Art can speak, when words fail
Art can help many without a voice to express how they are feeling – from the abused child who expresses pain through drawing, to the soldier suffering from PTSD who wants to write their experiences down, in the hope of coming to terms with the trauma. The term 'art therapy' was coined by Adrian Keith Graham Hill, an art therapist who served with the Honourable Artillery Company during World War I, and was the first artist commissioned by the Imperial War Museum to record the conflict on the Western Front.
Art and creative therapies can be done in many different ways. After all, not all of us enjoy picking up a brush or a pencil. Dance movement therapy for example, is more about being in touch with your body and feelings, and less about actual dance skills. The individual expresses themselves using movement rather than words.
Dance is a beautiful form of art. It can be expressed in many different forms, styles, moods and cultures – all which express emotions where words fail. Under the guise of entertainment, a dancer can tell a story or a spread a message in a subtle and captivating way.
Consider this YouTube video of a contemporary dance group. In the group of 10 women, dressed in black, one woman remains in focus. Despite the back flips, spinning, and throwing of the lead in the air — her face showed an expression of deep sadness. Watching the dance, I could not help but feel drawn in by the story of the lead dancer. As she was tossed up and down, and threw herself to the ground, she told a story.
It was not until later I saw the dance title — anxiety — that I realised how well they captured the emotion. The audience followed her every move. They felt what she felt — the chaos that comes with feelings of anxiety. It was executed beautifully well, because it spoke to our lived experience.
The many forms of art
We’ve looked at painting, and dancing — how could I not include writing? When we think of the written word as therapy, we need only look to one of our most famous playwrights, Shakespeare.

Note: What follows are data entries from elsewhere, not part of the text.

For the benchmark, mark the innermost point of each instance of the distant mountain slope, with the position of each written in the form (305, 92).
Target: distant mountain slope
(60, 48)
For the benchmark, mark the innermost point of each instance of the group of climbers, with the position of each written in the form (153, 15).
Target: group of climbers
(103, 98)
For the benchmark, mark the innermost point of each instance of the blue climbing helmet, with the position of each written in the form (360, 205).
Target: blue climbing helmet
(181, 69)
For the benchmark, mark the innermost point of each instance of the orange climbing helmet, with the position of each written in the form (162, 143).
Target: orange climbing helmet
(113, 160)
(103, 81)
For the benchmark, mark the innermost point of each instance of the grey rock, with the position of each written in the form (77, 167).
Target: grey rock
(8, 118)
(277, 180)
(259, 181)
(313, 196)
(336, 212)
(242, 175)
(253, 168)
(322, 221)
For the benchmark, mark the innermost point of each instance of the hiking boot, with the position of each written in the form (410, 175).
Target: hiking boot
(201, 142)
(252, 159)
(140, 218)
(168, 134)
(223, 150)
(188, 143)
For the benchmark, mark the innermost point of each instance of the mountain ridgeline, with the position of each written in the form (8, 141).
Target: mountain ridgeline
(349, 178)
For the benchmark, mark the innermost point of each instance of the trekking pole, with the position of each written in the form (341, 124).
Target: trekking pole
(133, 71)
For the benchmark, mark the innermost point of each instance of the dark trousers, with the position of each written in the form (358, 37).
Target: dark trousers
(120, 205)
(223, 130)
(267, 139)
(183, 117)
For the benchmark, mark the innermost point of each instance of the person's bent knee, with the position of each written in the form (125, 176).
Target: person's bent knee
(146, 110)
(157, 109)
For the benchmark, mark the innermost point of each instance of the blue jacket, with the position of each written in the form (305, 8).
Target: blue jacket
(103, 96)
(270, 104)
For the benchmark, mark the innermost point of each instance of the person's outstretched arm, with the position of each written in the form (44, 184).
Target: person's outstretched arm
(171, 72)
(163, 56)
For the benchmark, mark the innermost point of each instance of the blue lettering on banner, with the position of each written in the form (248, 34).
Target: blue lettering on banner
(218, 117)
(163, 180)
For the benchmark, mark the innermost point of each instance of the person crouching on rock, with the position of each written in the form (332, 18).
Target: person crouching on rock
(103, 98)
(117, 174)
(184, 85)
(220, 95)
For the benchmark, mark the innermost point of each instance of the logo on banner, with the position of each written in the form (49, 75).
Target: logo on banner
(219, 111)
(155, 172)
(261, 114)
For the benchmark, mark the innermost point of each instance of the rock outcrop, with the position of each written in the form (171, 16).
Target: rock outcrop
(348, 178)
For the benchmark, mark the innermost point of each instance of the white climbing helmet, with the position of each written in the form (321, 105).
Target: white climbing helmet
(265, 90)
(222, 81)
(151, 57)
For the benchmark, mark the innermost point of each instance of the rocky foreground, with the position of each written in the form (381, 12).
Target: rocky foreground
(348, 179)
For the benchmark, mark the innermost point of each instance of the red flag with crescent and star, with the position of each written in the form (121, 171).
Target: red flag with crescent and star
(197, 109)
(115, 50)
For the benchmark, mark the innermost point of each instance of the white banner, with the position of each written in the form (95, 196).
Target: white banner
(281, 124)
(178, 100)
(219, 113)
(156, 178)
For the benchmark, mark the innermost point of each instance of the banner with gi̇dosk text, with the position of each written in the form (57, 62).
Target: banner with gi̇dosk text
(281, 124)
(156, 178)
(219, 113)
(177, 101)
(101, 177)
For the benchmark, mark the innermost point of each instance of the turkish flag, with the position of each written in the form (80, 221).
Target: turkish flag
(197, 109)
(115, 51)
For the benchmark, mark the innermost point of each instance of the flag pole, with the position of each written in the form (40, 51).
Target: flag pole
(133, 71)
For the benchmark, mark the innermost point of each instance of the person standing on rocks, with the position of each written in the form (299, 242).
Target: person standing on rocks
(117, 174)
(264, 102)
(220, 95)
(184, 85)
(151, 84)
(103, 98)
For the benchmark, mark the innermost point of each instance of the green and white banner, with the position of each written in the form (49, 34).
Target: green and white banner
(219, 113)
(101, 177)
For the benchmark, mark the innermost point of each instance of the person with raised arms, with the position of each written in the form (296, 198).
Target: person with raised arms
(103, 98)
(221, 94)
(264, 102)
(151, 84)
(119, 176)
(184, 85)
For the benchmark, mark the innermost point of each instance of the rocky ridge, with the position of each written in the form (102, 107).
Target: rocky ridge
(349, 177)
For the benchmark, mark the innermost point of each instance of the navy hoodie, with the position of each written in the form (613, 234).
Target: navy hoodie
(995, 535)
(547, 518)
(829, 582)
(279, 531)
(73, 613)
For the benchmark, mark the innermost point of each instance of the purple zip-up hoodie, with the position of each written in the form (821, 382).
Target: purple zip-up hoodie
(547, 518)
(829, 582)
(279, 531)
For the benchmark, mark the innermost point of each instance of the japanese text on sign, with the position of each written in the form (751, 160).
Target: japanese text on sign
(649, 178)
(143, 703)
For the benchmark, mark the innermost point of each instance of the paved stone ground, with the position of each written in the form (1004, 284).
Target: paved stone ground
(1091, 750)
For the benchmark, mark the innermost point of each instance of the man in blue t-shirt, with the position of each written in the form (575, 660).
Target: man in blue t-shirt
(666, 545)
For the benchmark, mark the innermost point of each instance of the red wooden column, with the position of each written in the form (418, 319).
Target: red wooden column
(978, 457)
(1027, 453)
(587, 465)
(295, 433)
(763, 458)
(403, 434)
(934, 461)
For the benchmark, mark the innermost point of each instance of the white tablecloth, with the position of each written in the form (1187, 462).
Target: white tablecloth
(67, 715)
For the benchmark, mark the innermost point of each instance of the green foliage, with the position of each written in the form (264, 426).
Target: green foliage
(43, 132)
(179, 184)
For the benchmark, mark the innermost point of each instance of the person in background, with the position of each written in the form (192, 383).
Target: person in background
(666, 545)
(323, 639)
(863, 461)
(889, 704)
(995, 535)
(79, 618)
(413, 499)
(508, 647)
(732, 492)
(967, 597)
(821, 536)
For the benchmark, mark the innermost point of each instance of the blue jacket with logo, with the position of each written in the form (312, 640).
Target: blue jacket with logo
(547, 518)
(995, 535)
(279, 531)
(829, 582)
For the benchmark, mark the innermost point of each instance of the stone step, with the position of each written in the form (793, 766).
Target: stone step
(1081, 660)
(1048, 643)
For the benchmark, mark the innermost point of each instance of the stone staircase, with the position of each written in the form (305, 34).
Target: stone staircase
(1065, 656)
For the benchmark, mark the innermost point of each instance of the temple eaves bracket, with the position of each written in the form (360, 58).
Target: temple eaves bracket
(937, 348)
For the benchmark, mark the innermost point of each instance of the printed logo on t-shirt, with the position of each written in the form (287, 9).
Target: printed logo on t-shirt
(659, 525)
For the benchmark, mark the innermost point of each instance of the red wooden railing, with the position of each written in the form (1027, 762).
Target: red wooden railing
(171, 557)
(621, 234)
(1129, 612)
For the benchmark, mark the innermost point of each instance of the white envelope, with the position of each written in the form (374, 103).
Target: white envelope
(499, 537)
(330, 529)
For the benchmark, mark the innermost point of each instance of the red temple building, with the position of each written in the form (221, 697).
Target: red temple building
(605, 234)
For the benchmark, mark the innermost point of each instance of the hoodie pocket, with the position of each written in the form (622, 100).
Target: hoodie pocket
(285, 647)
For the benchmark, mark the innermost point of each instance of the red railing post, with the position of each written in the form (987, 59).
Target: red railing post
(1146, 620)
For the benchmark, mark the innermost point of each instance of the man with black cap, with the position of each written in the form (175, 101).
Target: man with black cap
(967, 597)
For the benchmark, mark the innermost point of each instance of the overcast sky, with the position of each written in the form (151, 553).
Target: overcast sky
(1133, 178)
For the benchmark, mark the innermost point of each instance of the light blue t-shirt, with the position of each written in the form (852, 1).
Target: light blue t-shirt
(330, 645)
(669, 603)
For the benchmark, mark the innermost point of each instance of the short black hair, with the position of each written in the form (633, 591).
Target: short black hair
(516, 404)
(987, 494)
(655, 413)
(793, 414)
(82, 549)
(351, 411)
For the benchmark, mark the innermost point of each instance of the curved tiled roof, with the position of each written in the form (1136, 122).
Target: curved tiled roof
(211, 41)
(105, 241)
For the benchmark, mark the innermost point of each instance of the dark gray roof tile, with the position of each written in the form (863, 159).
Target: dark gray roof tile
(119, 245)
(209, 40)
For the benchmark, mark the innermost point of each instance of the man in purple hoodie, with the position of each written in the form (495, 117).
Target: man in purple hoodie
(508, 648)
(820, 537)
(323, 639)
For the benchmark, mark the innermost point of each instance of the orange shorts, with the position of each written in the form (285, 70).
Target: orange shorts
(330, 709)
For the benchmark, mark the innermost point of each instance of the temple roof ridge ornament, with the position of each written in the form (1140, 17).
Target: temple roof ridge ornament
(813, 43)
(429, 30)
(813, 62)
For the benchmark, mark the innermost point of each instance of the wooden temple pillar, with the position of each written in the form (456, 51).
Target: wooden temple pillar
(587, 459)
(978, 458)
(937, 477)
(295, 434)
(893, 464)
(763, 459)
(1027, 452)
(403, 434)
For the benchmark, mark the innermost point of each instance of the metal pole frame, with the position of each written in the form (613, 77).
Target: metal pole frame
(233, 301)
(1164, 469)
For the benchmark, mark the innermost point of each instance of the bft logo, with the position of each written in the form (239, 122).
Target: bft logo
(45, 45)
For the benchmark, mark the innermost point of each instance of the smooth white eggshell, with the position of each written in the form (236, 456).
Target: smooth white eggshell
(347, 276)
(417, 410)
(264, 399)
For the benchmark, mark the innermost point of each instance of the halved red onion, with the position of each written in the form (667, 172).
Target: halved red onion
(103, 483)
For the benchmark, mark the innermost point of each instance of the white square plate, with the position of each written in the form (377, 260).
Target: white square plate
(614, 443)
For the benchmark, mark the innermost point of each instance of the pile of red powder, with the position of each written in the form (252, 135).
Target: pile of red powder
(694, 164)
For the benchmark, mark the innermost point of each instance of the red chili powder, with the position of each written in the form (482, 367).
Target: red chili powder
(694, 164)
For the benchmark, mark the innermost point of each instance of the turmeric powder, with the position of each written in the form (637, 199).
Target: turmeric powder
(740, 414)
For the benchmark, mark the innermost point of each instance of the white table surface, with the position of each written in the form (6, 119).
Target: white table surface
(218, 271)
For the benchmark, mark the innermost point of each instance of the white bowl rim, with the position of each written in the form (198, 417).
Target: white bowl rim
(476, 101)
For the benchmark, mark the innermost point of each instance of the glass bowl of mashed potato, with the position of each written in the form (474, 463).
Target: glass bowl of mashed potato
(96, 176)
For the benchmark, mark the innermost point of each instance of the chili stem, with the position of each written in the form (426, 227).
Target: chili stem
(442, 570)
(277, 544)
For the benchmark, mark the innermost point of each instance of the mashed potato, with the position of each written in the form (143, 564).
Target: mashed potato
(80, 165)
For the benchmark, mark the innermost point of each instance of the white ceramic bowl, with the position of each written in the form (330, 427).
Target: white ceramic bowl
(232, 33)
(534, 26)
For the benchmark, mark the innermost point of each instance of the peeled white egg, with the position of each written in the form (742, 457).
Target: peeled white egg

Since the mid-nineteenth century he has been one of the most famous names in literature . And for good reason — his plays cover dark topics.
My personal favourite, Twelfth night, tells the story of unrequited love, something most of us will have experienced in our lives. It’s a way of processing these emotions — so they are seen and felt in a safe space.
Works of stone, clay, sand, wood and other raw materials come in different colours, shapes, and sizes — much like the human race. Like simple, beautifully-crafted works of art, humans yearn to be seen and heard, understood and felt. If you'd like to use your creativity to heal, there are plenty of great places to start.
In a year where we’ve faced some of our biggest challenges yet, charities across the world are using this knowledge to help vulnerable people process traumas that may feel too big to put into words. Some are helping refugees process war and violence, while others are helping children to process trauma.